We established the DC-ren data space, defining kidney relevant process models and embedded biomarker candidates linked with disease progression and drug mechanism of action, and developed two analytic concepts. One focused on prediction of future outcome based on current information (state map approach), while the other followed changes in variables over time that are directly predictive of outcome (state evolution map approach). These efforts were complemented by efforts to make predictive statements by analysis of the urinary proteome. The algorithms approximating the observed variance of eGFR trajectories in the context of treatments of interest (renin angiotensin system blocker only or in combination with SGLT2 inhibitors, mineralocorticoid receptor antagonists or GLP1 agonists) were developed and tested for their sensitivity and specificity in a discovery cohort.
Next DKD mechanisms and their interactions to rationalize the predictive statements for the response to specific treatments were determined. A decision-support toolbox software prototype was developed and a protocol of a virtual clinical validation trial was designed. A systematic literature review was performed to assess the current accuracy of treatment response prediction to be used as a benchmark for the DC-ren results.
The validation trial showed that sensitivity and specificity of the various approaches to predict short term outcome are in line with currently available assessments of long term outcomes, but not superior. Furthermore, it became clear that conceptually both state map and state evolution map algorithms are necessary to capture both organ specific damage programmes and external factors also affecting outcome.
In addition, several application settings were developed (open drug repositioning, cost benefit analysis, patient and expert surveys, design of a clinical trial to test the technical feasability of decision support based clinical routine). Finally the generalizability of the state maps and state evolutions maps in complex diseases beyond DKD and an in-silico workflow for drug response prediction utilizing urinary proteomics profiles were elaborated.
In summary DC-ren has reached its goals but clearly additional work will be necessary to obtain a deterministic tool that can be transferred into routine clinical use. Technically we established two frameworks with associated workflows how conventional staging systems for complex diseases can be replaced by states. Analysis of the results point towards the necessity to combine concepts to capture both, organ specific events as well as interfering external factors. Finally, DC-ren developed a toolbox that is flexible and thus able to host different analysis tools well beyond those that are established within the project run time.
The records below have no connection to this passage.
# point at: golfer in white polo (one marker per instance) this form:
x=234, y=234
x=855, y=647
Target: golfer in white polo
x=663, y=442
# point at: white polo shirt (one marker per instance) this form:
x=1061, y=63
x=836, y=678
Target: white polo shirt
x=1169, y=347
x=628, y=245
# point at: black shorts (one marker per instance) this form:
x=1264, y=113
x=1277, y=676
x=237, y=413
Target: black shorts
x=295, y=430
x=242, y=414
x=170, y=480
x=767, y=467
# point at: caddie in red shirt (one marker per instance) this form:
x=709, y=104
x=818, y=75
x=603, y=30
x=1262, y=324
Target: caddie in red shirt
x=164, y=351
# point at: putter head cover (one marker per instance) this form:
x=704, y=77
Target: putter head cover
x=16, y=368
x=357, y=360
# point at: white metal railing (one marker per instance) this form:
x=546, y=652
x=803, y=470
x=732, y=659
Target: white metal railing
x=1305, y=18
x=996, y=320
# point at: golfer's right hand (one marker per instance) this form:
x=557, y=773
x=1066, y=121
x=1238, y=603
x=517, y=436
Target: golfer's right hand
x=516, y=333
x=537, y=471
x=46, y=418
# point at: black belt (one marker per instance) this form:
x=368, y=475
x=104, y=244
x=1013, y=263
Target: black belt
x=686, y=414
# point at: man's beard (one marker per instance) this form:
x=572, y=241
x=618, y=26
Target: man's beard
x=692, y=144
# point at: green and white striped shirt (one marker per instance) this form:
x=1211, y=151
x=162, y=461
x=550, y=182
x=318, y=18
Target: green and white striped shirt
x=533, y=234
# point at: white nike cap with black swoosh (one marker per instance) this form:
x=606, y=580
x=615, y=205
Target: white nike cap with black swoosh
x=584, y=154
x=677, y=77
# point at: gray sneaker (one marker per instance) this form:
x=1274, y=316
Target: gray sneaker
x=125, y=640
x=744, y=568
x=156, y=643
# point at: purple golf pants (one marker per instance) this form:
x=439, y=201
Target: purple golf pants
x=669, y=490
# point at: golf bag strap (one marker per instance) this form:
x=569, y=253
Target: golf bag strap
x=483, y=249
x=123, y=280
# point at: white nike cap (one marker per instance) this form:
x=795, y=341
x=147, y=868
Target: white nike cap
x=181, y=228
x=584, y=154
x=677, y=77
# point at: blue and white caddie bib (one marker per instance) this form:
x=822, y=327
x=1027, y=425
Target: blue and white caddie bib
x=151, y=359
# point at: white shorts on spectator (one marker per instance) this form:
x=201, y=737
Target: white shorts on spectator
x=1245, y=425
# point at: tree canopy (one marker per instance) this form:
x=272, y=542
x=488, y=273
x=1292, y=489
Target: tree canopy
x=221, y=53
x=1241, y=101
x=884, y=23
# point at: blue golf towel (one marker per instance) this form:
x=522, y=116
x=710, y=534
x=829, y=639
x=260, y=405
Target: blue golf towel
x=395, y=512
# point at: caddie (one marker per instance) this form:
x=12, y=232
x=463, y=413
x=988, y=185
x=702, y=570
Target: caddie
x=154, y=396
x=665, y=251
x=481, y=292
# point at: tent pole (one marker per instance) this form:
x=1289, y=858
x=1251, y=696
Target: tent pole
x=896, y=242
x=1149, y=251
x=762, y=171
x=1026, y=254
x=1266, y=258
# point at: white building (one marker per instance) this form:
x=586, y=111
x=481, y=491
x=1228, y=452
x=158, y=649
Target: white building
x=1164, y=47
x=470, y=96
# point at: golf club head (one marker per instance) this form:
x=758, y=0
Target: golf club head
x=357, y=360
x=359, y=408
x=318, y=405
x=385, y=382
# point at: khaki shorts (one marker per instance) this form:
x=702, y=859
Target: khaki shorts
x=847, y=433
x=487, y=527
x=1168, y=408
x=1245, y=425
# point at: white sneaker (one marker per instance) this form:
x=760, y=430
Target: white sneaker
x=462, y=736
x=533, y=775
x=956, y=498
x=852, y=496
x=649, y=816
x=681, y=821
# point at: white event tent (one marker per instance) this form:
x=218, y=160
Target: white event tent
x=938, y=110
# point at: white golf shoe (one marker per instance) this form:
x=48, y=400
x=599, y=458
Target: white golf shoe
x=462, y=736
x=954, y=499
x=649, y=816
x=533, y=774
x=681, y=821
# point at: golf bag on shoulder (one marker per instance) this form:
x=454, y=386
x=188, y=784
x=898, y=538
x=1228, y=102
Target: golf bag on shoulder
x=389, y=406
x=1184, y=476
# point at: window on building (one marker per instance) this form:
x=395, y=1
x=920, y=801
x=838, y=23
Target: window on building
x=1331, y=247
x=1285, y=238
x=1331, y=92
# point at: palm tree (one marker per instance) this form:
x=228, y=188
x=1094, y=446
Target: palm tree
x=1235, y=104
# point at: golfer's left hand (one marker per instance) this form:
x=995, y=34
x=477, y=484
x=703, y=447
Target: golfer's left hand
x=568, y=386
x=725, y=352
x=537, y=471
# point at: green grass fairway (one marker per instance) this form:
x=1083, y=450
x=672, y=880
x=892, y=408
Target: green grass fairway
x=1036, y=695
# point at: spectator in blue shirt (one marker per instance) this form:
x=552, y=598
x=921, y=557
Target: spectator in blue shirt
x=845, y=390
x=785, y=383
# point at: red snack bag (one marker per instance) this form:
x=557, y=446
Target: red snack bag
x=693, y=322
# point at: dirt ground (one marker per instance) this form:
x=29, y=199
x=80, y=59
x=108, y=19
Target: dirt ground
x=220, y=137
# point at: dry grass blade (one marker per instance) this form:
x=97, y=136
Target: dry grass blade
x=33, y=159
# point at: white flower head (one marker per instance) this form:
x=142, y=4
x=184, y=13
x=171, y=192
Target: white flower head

Exploitation beyond project runtime will focus on the following assets:
• an in-silico workflow for drug response prediction utilizing urinary proteomics profiles
• a computational workflow for mechanism-guided time series analysis
• an integrated learning workflow for estimating personalized drug response
• a software toolbox for integrating technically heterogeneous classification functions
• a web-based tool for analysis of ncRNAs in disease phenotypes
For dissemination, project results were presented at national and international meetings and published in the scientific literature, in lay press and media. The DC ren webpage is updated regularly, also holding videos of project partners detailing their contributions. Outreach was further increased via social media presence.